Я подумал, что мы с Библиодевушкой тоже могли бы сказать друг другу что-нибудь в этом роде после определенного количества свиданий, а Вы мысленно сказали мне: «Конечно. Конечно, вы скажете это друг другу, толстый. Это совсем нетрудно. Просто подойди к ней и скажи: „Привет!“ Слушай мои подсказки, и все обязательно получится».

Но я не поступил так, как Вы подсказывали.

Я не сказал ей: «Привет!»

Я ничего не сделал.

Я хочу поблагодарить Вас за то, что Вы были так терпеливы со мной, Ричард Гир. Вы ни разу не прикрикнули на меня и не назвали дебилом. Вы говорили мне мысленно только позитивные вещи, приободряли меня. Вы были так добры, что мне чуть ли не плакать хотелось. Я понимаю, почему мама так любила Вас и восхищалась Вами. Правда, маленький человечек в моем желудке был недоволен. Он все время кричал: «Эй, тупица! Никакого Ричарда Гира здесь нет! Это только твое воображение. Разве нормальный взрослый человек станет так притворяться? Только какой-нибудь дебил!» С каждой фразой он пинал меня или бил кулаком, так что все у меня внутри разболелось.

Но Вы, Ричард Гир, не обращали внимания на маленького человечка у меня в желудке и продолжали подбадривать меня.

Вы даже появились на один миг в библиотеке, чтобы улыбнуться мне, и сразу испарились.

Спасибо Вам.

Вы говорили со мной так красиво более двух часов, а потом я вспомнил, что надо идти на сессию в группу по переживанию утрат, а перед этим поесть.

Я съел картошку с салатом в закусочной «Вендиз», потому что, когда я проходил мимо, я как раз вспоминал Венди, моего консультанта по переживанию утрат, подумал о юнговской синхронистичности и решил зайти.

Во время еды я улыбался, думая о своем консультанте и о том, что все совпадения не случайны.

Я думал о Венди в «Вендиз».

А потом я пошел по адресу, который Венди дала мне.

Уолнат-стрит, 1012

Третий этаж

На первом этаже была кофейня, где мне посоветовали позвонить в дверь, находившуюся дальше по коридору. Там был звонок и черный ящик с пронумерованными кнопками и маленькой дырочкой, через которую надо было говорить. Поскольку я не знал кода, я нажал круглую белую кнопку вызова и услышал зуммер: «Бзззззз!»

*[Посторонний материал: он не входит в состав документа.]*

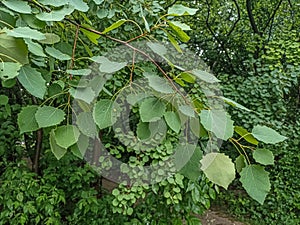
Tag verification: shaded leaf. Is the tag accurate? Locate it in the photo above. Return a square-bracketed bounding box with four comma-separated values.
[252, 125, 287, 144]
[253, 149, 274, 165]
[54, 125, 80, 148]
[35, 106, 65, 128]
[6, 27, 46, 40]
[240, 165, 271, 204]
[200, 152, 235, 189]
[139, 98, 166, 122]
[18, 105, 39, 134]
[49, 130, 67, 160]
[200, 110, 233, 140]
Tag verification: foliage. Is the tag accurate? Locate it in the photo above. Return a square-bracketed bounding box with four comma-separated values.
[0, 0, 299, 224]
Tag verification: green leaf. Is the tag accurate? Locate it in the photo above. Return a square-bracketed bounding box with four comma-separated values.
[168, 21, 190, 42]
[252, 125, 287, 144]
[2, 0, 31, 14]
[24, 38, 46, 57]
[139, 97, 166, 122]
[39, 0, 69, 7]
[0, 62, 22, 80]
[191, 70, 220, 84]
[147, 42, 167, 57]
[0, 95, 9, 105]
[221, 96, 251, 112]
[70, 135, 89, 159]
[234, 155, 247, 173]
[179, 148, 203, 181]
[200, 152, 235, 189]
[102, 19, 127, 34]
[91, 56, 127, 73]
[253, 149, 274, 165]
[66, 69, 92, 76]
[68, 0, 89, 12]
[38, 33, 60, 45]
[148, 75, 174, 94]
[80, 28, 100, 45]
[36, 4, 74, 21]
[240, 165, 271, 204]
[0, 30, 29, 65]
[200, 110, 233, 140]
[54, 125, 80, 148]
[178, 105, 195, 117]
[76, 112, 97, 137]
[93, 99, 118, 129]
[6, 27, 46, 40]
[166, 32, 182, 53]
[18, 66, 47, 99]
[35, 106, 65, 128]
[45, 46, 71, 60]
[168, 4, 198, 16]
[136, 121, 151, 140]
[69, 87, 96, 104]
[49, 130, 67, 160]
[234, 126, 258, 145]
[18, 105, 39, 134]
[164, 111, 181, 133]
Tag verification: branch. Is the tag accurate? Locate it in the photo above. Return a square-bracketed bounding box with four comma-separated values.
[246, 0, 261, 36]
[226, 0, 241, 37]
[263, 0, 283, 31]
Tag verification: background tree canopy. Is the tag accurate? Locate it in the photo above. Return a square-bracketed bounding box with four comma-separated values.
[0, 0, 300, 224]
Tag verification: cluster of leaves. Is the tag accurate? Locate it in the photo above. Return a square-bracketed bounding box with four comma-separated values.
[0, 0, 294, 224]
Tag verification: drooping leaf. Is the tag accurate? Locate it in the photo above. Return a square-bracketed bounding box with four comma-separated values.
[200, 110, 233, 140]
[6, 27, 46, 40]
[66, 69, 92, 76]
[54, 125, 80, 148]
[252, 125, 287, 144]
[91, 56, 127, 73]
[148, 76, 174, 94]
[76, 112, 97, 137]
[35, 106, 65, 128]
[68, 0, 89, 12]
[168, 21, 190, 42]
[70, 134, 89, 159]
[178, 105, 195, 117]
[102, 19, 127, 34]
[139, 97, 166, 122]
[234, 155, 247, 173]
[49, 130, 67, 160]
[45, 46, 71, 60]
[25, 38, 46, 57]
[93, 99, 118, 129]
[147, 42, 167, 57]
[18, 66, 47, 99]
[200, 152, 235, 189]
[221, 96, 251, 112]
[164, 111, 181, 133]
[168, 4, 198, 16]
[191, 70, 220, 83]
[80, 28, 100, 45]
[136, 121, 151, 140]
[253, 148, 274, 165]
[0, 62, 22, 80]
[18, 105, 39, 134]
[0, 30, 29, 65]
[179, 148, 203, 181]
[2, 0, 31, 14]
[69, 86, 96, 104]
[240, 165, 271, 204]
[36, 4, 74, 21]
[234, 126, 258, 145]
[38, 33, 60, 45]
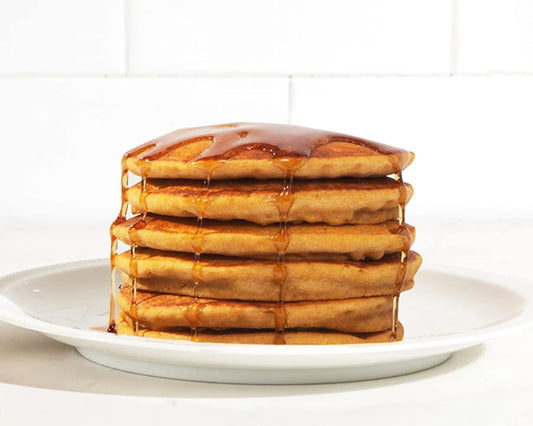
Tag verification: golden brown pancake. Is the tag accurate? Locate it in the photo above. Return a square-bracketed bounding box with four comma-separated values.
[110, 123, 421, 344]
[117, 284, 400, 333]
[116, 313, 403, 345]
[117, 249, 422, 302]
[126, 123, 414, 179]
[113, 215, 414, 260]
[127, 178, 412, 225]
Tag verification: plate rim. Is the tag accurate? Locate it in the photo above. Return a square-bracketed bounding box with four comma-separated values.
[0, 258, 533, 358]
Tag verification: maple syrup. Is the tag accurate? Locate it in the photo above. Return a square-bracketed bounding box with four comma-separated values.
[109, 123, 412, 344]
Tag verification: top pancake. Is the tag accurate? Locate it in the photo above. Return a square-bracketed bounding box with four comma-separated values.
[124, 123, 414, 179]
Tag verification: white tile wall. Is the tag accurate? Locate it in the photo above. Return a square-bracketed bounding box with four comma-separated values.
[0, 78, 288, 223]
[457, 0, 533, 73]
[0, 0, 124, 75]
[128, 0, 452, 74]
[0, 0, 533, 226]
[293, 77, 533, 216]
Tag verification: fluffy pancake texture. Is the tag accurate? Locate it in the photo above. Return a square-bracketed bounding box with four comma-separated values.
[117, 250, 422, 302]
[127, 178, 412, 225]
[125, 123, 414, 180]
[117, 314, 403, 345]
[113, 215, 414, 260]
[117, 285, 392, 333]
[111, 123, 422, 345]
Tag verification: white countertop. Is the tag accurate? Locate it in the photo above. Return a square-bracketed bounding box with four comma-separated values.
[0, 217, 533, 425]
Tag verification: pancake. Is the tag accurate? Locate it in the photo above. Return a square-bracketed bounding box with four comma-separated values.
[116, 249, 422, 302]
[112, 214, 414, 260]
[117, 284, 393, 333]
[125, 123, 414, 179]
[116, 313, 403, 345]
[127, 178, 413, 225]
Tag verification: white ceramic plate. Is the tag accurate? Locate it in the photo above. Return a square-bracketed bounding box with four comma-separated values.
[0, 259, 533, 384]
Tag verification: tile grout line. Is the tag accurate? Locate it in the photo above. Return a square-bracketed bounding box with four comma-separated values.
[287, 74, 294, 124]
[0, 70, 533, 80]
[123, 0, 130, 77]
[449, 0, 459, 77]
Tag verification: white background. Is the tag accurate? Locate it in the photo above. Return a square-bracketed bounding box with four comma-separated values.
[0, 0, 533, 424]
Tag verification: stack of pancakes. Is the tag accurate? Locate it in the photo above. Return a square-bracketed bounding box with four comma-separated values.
[111, 123, 421, 344]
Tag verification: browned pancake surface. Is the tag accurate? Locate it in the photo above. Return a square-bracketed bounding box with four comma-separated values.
[117, 249, 422, 302]
[126, 123, 414, 179]
[113, 215, 415, 260]
[127, 178, 413, 225]
[116, 314, 404, 345]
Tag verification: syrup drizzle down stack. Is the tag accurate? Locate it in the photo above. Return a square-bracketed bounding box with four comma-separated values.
[108, 124, 412, 344]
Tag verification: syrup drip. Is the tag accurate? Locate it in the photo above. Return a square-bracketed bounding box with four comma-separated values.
[271, 157, 307, 345]
[122, 123, 404, 166]
[107, 157, 129, 333]
[110, 123, 412, 343]
[391, 172, 413, 340]
[185, 173, 214, 341]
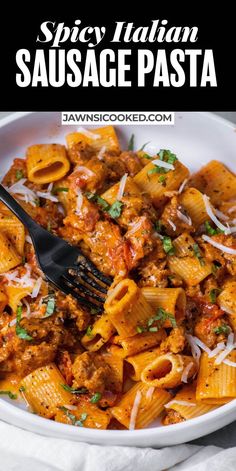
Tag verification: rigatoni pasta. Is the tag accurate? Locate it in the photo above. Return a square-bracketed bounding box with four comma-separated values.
[0, 126, 236, 430]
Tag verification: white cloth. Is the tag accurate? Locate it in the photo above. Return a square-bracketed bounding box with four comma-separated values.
[0, 422, 236, 471]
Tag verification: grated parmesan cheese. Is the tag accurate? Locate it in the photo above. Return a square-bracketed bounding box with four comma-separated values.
[202, 234, 236, 255]
[129, 391, 142, 430]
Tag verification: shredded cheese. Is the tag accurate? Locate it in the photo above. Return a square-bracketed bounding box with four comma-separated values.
[129, 391, 142, 430]
[202, 195, 231, 234]
[97, 146, 106, 160]
[164, 399, 197, 409]
[77, 126, 101, 141]
[116, 173, 128, 201]
[215, 209, 229, 221]
[75, 188, 83, 214]
[186, 334, 201, 364]
[223, 358, 236, 368]
[176, 209, 192, 226]
[6, 178, 37, 206]
[146, 386, 155, 401]
[202, 234, 236, 255]
[73, 165, 95, 177]
[215, 332, 235, 365]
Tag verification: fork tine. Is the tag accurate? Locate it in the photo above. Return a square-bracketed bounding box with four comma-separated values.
[47, 277, 104, 313]
[75, 254, 112, 286]
[72, 269, 107, 294]
[62, 274, 105, 303]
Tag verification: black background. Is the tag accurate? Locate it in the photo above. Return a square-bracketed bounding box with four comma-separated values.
[0, 6, 236, 111]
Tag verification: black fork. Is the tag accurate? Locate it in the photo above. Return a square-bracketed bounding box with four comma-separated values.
[0, 185, 112, 312]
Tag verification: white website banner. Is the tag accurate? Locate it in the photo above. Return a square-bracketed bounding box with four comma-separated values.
[61, 111, 175, 126]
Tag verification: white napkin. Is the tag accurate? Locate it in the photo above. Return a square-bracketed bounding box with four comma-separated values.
[0, 422, 236, 471]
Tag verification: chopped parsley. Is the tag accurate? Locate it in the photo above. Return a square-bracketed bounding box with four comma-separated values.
[52, 186, 69, 195]
[128, 134, 134, 150]
[108, 201, 123, 219]
[44, 296, 56, 317]
[148, 149, 178, 175]
[209, 288, 221, 304]
[139, 141, 150, 150]
[136, 307, 177, 334]
[213, 324, 230, 335]
[162, 236, 175, 255]
[148, 307, 177, 332]
[158, 175, 166, 186]
[193, 243, 205, 266]
[0, 391, 17, 399]
[59, 406, 88, 427]
[90, 393, 102, 404]
[211, 262, 221, 275]
[61, 384, 88, 394]
[16, 169, 24, 182]
[16, 306, 33, 341]
[86, 325, 93, 337]
[204, 221, 224, 235]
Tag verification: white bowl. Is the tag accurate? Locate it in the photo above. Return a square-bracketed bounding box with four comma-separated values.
[0, 112, 236, 447]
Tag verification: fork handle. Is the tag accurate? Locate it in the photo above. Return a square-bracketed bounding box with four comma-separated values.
[0, 184, 38, 235]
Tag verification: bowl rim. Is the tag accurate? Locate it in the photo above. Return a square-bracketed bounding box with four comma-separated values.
[0, 111, 236, 445]
[0, 399, 236, 445]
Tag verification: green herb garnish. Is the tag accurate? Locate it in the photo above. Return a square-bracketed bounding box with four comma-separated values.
[148, 149, 178, 175]
[148, 307, 177, 332]
[162, 236, 175, 255]
[59, 406, 88, 427]
[158, 175, 166, 186]
[204, 221, 224, 236]
[108, 201, 123, 219]
[16, 169, 24, 182]
[193, 243, 205, 266]
[154, 221, 163, 232]
[209, 288, 221, 304]
[44, 296, 56, 317]
[128, 134, 134, 150]
[139, 141, 150, 151]
[90, 393, 102, 404]
[86, 325, 93, 337]
[52, 186, 69, 195]
[0, 391, 17, 399]
[213, 324, 230, 335]
[16, 306, 33, 341]
[61, 384, 88, 394]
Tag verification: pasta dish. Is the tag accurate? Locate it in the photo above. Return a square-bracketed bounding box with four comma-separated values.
[0, 126, 236, 430]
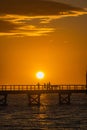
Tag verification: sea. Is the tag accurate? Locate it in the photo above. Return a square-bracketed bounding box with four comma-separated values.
[0, 93, 87, 130]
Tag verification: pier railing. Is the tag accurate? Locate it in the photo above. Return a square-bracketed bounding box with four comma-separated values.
[0, 84, 86, 92]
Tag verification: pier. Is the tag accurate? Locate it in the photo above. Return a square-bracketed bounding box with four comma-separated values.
[0, 83, 87, 106]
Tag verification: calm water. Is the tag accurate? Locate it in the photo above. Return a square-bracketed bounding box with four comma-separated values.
[0, 94, 87, 130]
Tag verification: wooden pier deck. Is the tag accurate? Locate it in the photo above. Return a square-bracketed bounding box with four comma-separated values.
[0, 83, 87, 106]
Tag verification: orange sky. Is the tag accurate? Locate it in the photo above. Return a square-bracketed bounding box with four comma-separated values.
[0, 0, 87, 84]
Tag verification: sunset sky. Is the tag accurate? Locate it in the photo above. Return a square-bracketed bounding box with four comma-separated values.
[0, 0, 87, 84]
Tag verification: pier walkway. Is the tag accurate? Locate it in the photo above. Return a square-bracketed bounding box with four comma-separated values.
[0, 83, 87, 106]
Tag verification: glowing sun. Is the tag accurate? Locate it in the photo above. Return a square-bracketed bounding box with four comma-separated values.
[36, 72, 44, 79]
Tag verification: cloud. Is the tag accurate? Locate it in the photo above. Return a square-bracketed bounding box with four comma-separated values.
[0, 0, 87, 36]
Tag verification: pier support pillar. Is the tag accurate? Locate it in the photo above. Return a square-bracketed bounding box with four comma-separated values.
[59, 92, 71, 105]
[0, 94, 7, 106]
[28, 94, 40, 106]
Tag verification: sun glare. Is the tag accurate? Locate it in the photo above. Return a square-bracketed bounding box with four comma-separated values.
[36, 72, 44, 79]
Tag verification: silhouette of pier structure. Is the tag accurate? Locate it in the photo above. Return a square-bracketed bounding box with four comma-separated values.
[0, 72, 87, 106]
[0, 83, 87, 106]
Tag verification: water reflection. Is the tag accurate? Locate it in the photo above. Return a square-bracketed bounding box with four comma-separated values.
[0, 0, 87, 36]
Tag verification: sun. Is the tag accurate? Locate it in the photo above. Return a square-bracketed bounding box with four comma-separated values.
[36, 71, 45, 79]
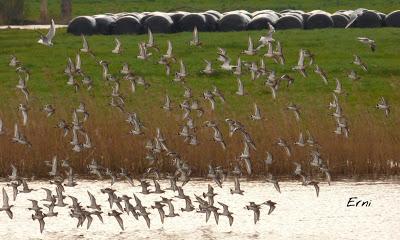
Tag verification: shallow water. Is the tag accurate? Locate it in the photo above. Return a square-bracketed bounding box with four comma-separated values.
[0, 180, 400, 240]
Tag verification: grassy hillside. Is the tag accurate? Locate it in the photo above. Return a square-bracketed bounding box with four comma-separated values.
[0, 28, 400, 176]
[18, 0, 399, 24]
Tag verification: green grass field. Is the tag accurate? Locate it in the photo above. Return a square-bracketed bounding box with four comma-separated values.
[0, 27, 400, 176]
[18, 0, 399, 24]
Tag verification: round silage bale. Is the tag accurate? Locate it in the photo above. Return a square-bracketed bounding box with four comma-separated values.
[247, 13, 278, 30]
[306, 11, 334, 29]
[275, 13, 304, 29]
[168, 11, 189, 25]
[205, 10, 222, 20]
[347, 9, 382, 28]
[178, 13, 207, 32]
[374, 11, 386, 27]
[143, 14, 175, 33]
[218, 12, 251, 32]
[114, 15, 143, 34]
[385, 10, 400, 27]
[139, 12, 166, 25]
[67, 16, 96, 35]
[356, 10, 382, 28]
[203, 12, 219, 32]
[331, 13, 350, 28]
[93, 15, 115, 35]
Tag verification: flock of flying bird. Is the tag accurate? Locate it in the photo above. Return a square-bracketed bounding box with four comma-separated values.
[0, 21, 390, 232]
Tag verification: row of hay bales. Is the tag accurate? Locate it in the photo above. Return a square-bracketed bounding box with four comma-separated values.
[68, 9, 400, 35]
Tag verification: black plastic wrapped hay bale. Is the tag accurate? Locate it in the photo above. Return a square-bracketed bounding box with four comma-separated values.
[385, 10, 400, 27]
[331, 13, 350, 28]
[347, 10, 382, 28]
[247, 13, 279, 30]
[67, 16, 96, 35]
[114, 15, 143, 34]
[275, 13, 304, 29]
[143, 14, 175, 33]
[93, 15, 115, 35]
[218, 12, 251, 32]
[306, 11, 334, 29]
[178, 13, 207, 32]
[203, 12, 219, 32]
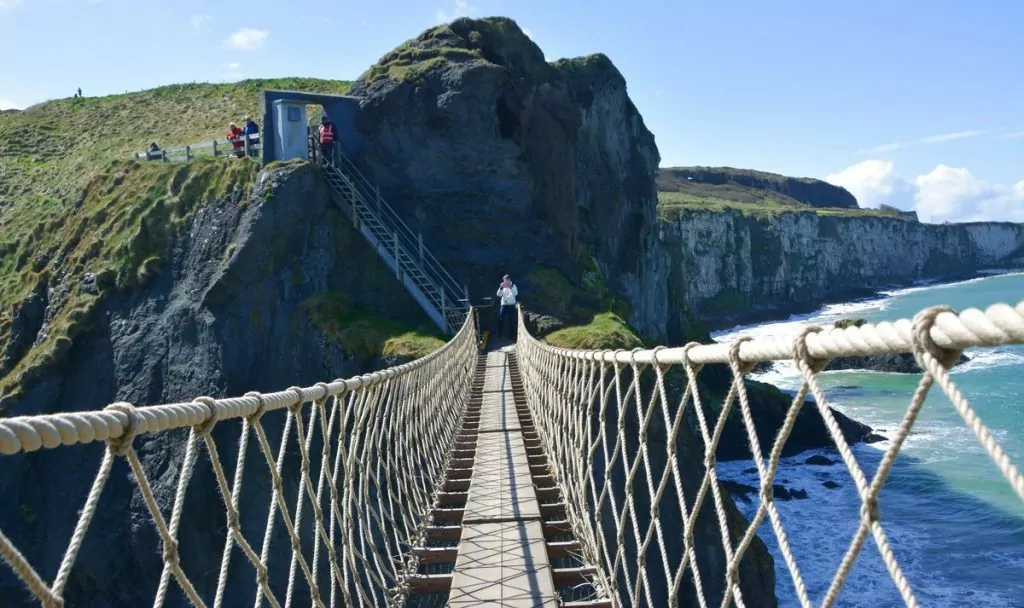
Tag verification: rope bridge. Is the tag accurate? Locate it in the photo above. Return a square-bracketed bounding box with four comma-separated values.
[517, 301, 1024, 608]
[0, 302, 1024, 608]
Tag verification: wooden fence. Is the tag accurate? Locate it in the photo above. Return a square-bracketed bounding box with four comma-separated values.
[135, 133, 261, 163]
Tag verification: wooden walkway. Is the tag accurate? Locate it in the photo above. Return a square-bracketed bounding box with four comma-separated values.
[449, 352, 558, 608]
[407, 346, 611, 608]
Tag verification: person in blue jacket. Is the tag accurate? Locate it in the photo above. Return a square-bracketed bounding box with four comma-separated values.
[242, 116, 259, 156]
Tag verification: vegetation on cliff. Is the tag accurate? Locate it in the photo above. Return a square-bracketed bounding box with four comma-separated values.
[0, 79, 362, 411]
[358, 17, 551, 84]
[305, 292, 444, 359]
[0, 160, 258, 410]
[656, 167, 899, 219]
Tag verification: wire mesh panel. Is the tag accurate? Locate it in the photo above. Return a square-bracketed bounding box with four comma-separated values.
[517, 302, 1024, 607]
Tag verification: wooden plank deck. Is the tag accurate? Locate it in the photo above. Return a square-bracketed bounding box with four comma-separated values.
[449, 351, 558, 608]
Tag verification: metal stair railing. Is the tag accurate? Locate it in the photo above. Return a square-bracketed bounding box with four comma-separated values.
[311, 137, 469, 333]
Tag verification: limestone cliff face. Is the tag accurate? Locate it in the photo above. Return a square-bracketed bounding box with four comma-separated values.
[350, 18, 668, 339]
[0, 160, 427, 607]
[660, 211, 1024, 331]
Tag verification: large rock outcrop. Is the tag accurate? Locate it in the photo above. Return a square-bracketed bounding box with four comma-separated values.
[660, 211, 1024, 331]
[0, 165, 429, 607]
[350, 18, 668, 340]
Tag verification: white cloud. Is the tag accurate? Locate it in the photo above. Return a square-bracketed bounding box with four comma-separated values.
[436, 0, 475, 23]
[188, 14, 213, 34]
[857, 131, 984, 155]
[224, 28, 270, 50]
[825, 160, 914, 209]
[825, 160, 1024, 223]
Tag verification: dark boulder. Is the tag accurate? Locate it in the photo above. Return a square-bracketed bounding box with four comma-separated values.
[350, 17, 668, 341]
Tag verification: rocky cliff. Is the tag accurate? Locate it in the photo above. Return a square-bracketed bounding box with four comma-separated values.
[659, 210, 1024, 331]
[350, 18, 668, 340]
[0, 161, 436, 607]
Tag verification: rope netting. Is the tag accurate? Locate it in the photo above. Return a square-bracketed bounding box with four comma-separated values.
[517, 301, 1024, 607]
[0, 315, 476, 608]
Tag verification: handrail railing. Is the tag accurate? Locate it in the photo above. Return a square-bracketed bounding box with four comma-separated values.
[337, 153, 466, 299]
[0, 309, 477, 608]
[133, 133, 261, 163]
[516, 300, 1024, 607]
[310, 132, 470, 331]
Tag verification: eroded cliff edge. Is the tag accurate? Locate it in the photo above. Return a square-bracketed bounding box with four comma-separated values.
[659, 210, 1024, 331]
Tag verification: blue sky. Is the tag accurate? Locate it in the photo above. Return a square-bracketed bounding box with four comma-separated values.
[0, 0, 1024, 221]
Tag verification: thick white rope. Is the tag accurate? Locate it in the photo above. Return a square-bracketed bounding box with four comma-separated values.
[0, 315, 477, 608]
[517, 301, 1024, 608]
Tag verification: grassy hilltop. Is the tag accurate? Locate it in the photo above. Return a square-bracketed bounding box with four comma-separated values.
[0, 78, 350, 409]
[656, 167, 898, 220]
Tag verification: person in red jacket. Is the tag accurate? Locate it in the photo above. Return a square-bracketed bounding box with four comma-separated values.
[319, 115, 338, 165]
[227, 123, 246, 158]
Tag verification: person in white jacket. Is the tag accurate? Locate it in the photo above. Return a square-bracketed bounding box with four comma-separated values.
[498, 274, 519, 338]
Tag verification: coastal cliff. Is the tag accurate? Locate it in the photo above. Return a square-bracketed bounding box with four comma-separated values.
[659, 209, 1024, 331]
[350, 17, 668, 341]
[0, 161, 442, 607]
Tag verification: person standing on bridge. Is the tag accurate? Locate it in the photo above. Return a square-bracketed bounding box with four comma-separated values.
[319, 114, 338, 165]
[498, 274, 519, 339]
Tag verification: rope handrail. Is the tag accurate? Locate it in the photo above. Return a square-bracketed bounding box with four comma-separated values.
[542, 301, 1024, 365]
[0, 314, 476, 608]
[516, 301, 1024, 608]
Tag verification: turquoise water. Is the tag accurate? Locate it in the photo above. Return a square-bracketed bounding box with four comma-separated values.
[715, 273, 1024, 607]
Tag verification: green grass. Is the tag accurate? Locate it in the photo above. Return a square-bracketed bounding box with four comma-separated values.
[303, 292, 444, 359]
[0, 78, 349, 411]
[657, 188, 900, 220]
[0, 160, 259, 410]
[544, 312, 644, 350]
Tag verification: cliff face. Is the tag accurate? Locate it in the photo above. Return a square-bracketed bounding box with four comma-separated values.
[657, 167, 857, 209]
[660, 206, 1024, 331]
[0, 165, 428, 607]
[351, 18, 668, 339]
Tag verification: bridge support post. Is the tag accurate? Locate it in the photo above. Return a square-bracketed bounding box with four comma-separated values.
[391, 232, 401, 280]
[440, 287, 450, 330]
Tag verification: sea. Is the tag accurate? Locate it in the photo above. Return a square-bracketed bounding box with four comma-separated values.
[714, 272, 1024, 608]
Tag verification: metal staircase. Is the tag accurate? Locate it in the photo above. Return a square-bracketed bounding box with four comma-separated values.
[311, 140, 470, 334]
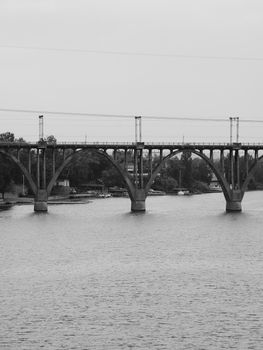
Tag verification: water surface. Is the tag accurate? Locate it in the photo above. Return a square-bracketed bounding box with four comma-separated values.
[0, 192, 263, 350]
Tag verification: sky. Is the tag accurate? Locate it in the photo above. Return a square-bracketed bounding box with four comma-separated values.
[0, 0, 263, 142]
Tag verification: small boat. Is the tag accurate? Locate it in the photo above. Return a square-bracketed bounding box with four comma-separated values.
[0, 202, 13, 210]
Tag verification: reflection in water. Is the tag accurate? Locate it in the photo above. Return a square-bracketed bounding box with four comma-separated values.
[0, 192, 263, 350]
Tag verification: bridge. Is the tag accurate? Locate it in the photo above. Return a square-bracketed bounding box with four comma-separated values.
[0, 139, 263, 212]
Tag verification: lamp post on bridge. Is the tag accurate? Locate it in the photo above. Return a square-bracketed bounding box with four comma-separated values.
[134, 117, 142, 143]
[229, 117, 239, 144]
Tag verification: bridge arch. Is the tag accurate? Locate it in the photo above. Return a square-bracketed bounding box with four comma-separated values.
[47, 149, 135, 200]
[0, 149, 37, 194]
[145, 148, 231, 201]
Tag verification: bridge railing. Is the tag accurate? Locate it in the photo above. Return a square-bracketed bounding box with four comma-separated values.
[0, 141, 263, 147]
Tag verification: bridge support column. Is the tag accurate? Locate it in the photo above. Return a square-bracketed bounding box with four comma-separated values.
[131, 189, 146, 212]
[34, 190, 48, 212]
[226, 190, 242, 212]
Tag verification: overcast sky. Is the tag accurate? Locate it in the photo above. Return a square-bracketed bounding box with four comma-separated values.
[0, 0, 263, 142]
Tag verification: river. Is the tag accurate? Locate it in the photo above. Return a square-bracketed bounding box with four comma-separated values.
[0, 192, 263, 350]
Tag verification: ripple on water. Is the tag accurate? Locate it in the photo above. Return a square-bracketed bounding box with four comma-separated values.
[0, 193, 263, 350]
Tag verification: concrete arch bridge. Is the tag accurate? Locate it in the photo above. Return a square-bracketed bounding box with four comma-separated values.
[0, 140, 263, 211]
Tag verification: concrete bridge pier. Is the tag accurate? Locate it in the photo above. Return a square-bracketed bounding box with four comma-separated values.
[34, 190, 48, 213]
[131, 189, 146, 212]
[226, 190, 242, 212]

Спустя секунду мужской голос произнес:

– Да?

– Мм… Мне нужна группа терапии. Помощь понесшим утрату. Меня прислала Венди. Вы, очевидно, Арнольд?

– А вы мистер Бартоломью Нейл?

– Да.

– Венди очень тепло отзывалась о вас. Поднимайтесь на третий этаж!

Опять прожужжал зуммер, после чего раздался щелчок. Я открыл дверь.

Даже сюда из кофейни доносился запах молотых кофейных зерен и кипяченого молока, а также тепло, какое испытываешь, дыша через шерстяной шарф в морозный день.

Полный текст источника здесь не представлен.